Für den zu spät kommenden Einfall kenne ich den Ausdruck "Spätzünder".

chr
Gunhild Simon
2014-08-03 05:59:58 UTC
Permalink
Post by Christina Kunze
Post by Stephen Hust
| [Treppen]-witz /nachträglicher, zu spät kommender einfall,
| übersetzung des frz. esprit d'escalier,
Für den zu spät kommenden Einfall kenne ich den Ausdruck "Spätzünder".
..Das ist für mich ein retardiertes Kind.

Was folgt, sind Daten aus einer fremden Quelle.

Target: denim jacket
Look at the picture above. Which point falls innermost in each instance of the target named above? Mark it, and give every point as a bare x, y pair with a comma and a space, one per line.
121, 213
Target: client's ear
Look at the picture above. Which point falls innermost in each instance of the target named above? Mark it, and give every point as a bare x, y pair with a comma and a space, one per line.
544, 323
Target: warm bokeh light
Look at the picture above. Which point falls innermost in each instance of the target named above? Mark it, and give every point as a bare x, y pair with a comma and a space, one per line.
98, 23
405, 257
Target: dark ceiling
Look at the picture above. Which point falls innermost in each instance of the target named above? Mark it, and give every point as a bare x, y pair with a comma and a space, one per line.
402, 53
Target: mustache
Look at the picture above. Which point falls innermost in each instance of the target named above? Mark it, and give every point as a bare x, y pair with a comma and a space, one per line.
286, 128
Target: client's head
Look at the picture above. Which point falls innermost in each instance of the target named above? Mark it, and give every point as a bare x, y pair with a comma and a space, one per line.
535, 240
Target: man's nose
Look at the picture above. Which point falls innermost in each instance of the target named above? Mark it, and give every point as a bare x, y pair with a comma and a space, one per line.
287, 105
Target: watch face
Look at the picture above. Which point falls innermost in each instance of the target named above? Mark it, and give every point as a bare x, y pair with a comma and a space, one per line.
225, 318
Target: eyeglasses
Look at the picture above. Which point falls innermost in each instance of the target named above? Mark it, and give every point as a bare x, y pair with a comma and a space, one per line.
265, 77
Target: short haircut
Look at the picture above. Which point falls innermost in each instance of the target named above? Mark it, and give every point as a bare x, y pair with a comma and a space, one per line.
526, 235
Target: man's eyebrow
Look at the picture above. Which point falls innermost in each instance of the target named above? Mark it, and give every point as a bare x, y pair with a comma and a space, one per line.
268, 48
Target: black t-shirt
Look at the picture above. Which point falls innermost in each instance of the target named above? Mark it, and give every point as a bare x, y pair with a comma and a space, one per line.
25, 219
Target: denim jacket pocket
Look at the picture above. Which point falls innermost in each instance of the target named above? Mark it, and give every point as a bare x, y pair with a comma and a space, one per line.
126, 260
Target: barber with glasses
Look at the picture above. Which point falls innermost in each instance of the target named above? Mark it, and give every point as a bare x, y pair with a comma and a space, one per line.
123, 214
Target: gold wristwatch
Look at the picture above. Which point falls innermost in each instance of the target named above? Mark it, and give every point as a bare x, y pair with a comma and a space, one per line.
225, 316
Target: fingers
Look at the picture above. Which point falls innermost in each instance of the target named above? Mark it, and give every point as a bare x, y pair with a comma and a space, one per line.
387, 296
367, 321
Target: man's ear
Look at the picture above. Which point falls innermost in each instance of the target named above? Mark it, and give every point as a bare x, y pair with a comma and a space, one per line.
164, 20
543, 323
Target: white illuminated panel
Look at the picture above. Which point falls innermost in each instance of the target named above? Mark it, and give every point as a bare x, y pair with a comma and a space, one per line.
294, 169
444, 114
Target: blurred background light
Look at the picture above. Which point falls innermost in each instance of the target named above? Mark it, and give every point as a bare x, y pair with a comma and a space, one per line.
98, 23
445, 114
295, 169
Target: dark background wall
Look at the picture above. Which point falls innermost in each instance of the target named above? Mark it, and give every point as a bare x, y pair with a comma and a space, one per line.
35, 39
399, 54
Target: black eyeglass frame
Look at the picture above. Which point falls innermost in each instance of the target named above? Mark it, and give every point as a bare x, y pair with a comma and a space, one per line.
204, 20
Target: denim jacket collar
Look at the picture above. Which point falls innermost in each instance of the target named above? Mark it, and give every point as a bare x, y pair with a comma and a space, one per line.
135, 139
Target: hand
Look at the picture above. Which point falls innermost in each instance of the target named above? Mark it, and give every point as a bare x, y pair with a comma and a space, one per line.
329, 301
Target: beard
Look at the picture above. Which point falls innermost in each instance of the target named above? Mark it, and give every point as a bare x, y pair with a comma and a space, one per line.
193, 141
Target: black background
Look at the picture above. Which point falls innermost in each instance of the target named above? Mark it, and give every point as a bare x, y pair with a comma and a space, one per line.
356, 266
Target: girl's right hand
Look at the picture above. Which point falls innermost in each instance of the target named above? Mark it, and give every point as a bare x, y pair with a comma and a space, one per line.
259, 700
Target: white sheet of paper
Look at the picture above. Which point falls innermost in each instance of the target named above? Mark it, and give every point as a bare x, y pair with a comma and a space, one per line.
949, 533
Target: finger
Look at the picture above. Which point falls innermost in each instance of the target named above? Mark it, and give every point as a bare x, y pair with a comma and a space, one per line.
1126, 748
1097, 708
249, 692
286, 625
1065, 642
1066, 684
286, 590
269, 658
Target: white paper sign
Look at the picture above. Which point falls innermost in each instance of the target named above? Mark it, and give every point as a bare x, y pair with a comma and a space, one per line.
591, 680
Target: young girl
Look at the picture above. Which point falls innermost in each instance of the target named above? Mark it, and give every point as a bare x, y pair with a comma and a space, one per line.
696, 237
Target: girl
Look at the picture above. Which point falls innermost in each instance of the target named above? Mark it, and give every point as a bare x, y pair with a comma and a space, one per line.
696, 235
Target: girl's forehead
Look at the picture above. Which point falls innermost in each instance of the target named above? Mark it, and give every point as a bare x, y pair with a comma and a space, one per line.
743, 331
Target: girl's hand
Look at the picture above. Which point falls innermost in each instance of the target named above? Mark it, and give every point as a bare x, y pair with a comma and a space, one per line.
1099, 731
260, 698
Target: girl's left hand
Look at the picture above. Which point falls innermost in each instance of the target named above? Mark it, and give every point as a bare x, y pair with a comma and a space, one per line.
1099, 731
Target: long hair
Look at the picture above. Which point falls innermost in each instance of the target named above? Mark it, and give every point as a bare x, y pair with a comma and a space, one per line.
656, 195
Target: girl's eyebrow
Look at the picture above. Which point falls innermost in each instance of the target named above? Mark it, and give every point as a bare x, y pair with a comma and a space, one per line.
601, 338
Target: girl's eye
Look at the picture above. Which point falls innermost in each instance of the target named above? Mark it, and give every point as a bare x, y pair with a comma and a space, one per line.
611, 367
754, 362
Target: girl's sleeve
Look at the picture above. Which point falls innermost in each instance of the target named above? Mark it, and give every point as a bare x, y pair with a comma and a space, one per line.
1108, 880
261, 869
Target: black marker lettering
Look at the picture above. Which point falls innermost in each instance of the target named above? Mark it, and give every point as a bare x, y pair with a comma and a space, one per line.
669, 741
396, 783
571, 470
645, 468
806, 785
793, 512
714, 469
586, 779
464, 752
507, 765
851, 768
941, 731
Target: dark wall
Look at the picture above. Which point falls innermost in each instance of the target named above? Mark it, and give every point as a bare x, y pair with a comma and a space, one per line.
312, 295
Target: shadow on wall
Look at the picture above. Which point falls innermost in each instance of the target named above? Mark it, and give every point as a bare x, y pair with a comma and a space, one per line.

Das, was hier als Treppenwitz definiert wird,
hätte ich wohl (Haus-)Klatsch genannt.

Das beschriebene Ereignis heißt bei mir
"Schlagfertigkeit, die einem auf dem
Heimweg einfällt".

Gruß
Gunhild
Roland Franzius
2014-08-03 07:29:36 UTC
Permalink
Post by Christina Kunze
Post by Stephen Hust
| [Treppen]-witz /nachträglicher, zu spät kommender einfall,
| übersetzung des frz. esprit d'escalier, vor der mitte des 19. jh.
| aufkommend,
In dieser Bedeutung ist mir das Wort noch nie begegnet, eher wie der
Also etwas, das gar nicht von mir ausgeht, sondern sich zufällig
ereignet, sich aber (mehr oder weniger offensichtlich) in einen
Zusammenhang mit anderen, ebenso zufälligen Ereignissen bringen lässt.
Für den zu spät kommenden Einfall kenne ich den Ausdruck "Spätzünder".
Das hängt miteinander zusammen und liegt daran, dass der "Treppenwitz"
im Deutschen als Bild gar nicht verstanden wurde.

Ein Treppenwitz wird ja erst dadurch zum Witz, dass sein Erfinder
darüber berichtet, wie ihm erst viel zu spät die passende Erwiderung
einfiel. So fristet er denn im Kreise seiner bewundernden Famile ein
intellektuelles Dasein als spätzündender Witbold.

Die einzige Wendung im Deutschen, die sich festgesetzt hat, ist der
Titel des Buches "Treppenwitz der Weltgeschichte", ursprünglich von W.
Hertslet, 1882.

Aus diesem Titel, präsent in jedem guten deutschen Bücherschrank, hat
man wohl die Bedeutung "Blöder Witz zur falschen Zeit" destilliert.

Hier bezieht sich der Import "staircase wit" auf die Witzichkeit der
Historiker bei der späteren Betrachtung von Ereignissen, wo man ja
rechtzeitg hätte wissen können, wenn speziell er dabei gewesen wäre.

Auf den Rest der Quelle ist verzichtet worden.